Cells mediating graft rejection in the mouse. I. Lyt-1 cells mediate skin graft rejection

Abstract

It is commonly accepted that the in vitro lysis of allogeneic target cells by primed cytotoxic T cells (Tc)1 is an appropriate model for studying graft rejection. For example, Tc can be found in grafts undergoing rejection (1-3), in the spleen and other tissues of primed mice (1,4,5), and in sponge matrix grafts (6,7) In addition, extensive in vitro studies have demonstrated the induction and function of Tc, the requirement of helper T cells (Th) for their induction, and the simultaneous induction of suppressor T cells (5, 8-14). In these studies, it has become abundantly clear that the Lyt-123/23-Tc2 is different from Th cells (which are Lyt-1), suppressor T cells, and other T cells.
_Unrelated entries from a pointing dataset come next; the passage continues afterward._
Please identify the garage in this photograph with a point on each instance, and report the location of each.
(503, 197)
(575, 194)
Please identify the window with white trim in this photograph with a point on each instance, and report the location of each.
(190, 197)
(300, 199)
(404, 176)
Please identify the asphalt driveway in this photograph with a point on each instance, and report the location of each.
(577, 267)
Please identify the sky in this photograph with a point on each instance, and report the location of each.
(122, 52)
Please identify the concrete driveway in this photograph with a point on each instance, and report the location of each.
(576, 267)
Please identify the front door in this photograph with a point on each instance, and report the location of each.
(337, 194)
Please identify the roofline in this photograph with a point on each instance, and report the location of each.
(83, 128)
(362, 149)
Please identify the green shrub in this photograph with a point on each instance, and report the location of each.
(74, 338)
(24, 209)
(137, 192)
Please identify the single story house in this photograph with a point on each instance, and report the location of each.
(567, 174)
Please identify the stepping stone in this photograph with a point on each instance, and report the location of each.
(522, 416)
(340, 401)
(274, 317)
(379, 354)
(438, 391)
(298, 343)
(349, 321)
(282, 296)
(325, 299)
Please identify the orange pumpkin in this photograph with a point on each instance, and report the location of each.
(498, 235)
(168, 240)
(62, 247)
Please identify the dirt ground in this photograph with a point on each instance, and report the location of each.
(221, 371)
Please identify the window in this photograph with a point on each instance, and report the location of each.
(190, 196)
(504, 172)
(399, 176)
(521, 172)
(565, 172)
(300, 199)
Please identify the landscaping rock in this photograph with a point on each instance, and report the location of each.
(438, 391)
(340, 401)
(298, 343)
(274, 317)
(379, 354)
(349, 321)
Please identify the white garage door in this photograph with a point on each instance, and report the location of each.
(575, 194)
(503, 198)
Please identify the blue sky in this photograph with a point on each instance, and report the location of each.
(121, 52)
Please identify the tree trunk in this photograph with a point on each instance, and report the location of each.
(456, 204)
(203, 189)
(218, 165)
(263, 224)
In spite of the many experiments that support the concept that Tc produce graft rejection in vivo, there is little direct evidence demonstrating this, and most of the foregoing evidence can be regarded as 'indirect'. Indeed, it has not been clearly demonstrated that Tc have the only role, a major role, or any role in graft rejection in vivo. With this in mind, adult, thymectomized, lethally irradiated, bone marrow-restored (ATXBM) mice were repopulated with sensitized cells, depleted of Lyt-1, Lyt-2, or Lyt-123 subpopulations, and were then examined for the phenotype of the T cell causing skin graft rejection. With antigenic differences arising from the H-2 and non-H-2 loci, it was shown that graft rejection was entirely dependent on the presence of Lyt-1 cells and, furthermore, was independent of the presence of Tc. It appears that traditional concepts, linking graft rejection and delayed-type hypersensitivity (DTH), may well be true, in that both are mediated by Lyt-1 cells.